The showdown in the Central Committee is, however, not just about ideology and principles. Ther are several layers to the current acrimony in the Maoist party and these now pose a threat to party unity. The resentment of the radical faction is fueled as much by the "idealogical deviation" of the establishment faction as by the latter’s monopoly control over the party and its resources.
In centralizing the party’s power and resources, Chairman Dahal has rendered other leaders in the party into non-entities. The "Dhobighat alliance" forged between Baidya and Bhattarai a few months ago was meant to challenge that very monopoly, but the alliance became defunct once Bhattatai became prime minister and "opportunistically" dumped the Baidya faction to join hands with Chairman Dahal.
The Baidya faction´s current rage is, therefore, directed more toward Prime Minister Bhattarai than the party chairman and it has invested time and energy trying to topple the Bhattarai government. In the process it tried to reach out to Chairman Dahal with a proposal to replace Bhattarai as prime minister with the party´s general secretary, Ram Bahadur Thapa.
Failing to woo enough support from within and outside the party to dislodge the Bhattarai government, the Baidya faction has now focused its displeasure on "ideological deviation" and is using the spectar of urban revolt to bargain its way in the party and also scare the general public. The party establishment must now act decisively to push the peace and constitution agenda, as any wavering on its part will be interpreted by the radicals as weakness.
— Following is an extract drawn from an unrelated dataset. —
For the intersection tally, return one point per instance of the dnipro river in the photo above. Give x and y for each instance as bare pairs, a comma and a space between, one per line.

The Baidya faction must be forced to either accept the path of peace and constitution as the reality of the day and the wish of the overwhelming majority of the Nepali people, and act accordingly, or part ways altogether. The country has wasted enough time hoping that the Maoist party would reconcile its internal differences and come forward unitedly to conclude the peace process and promulgate the new constitution. The country can´t wait any longer.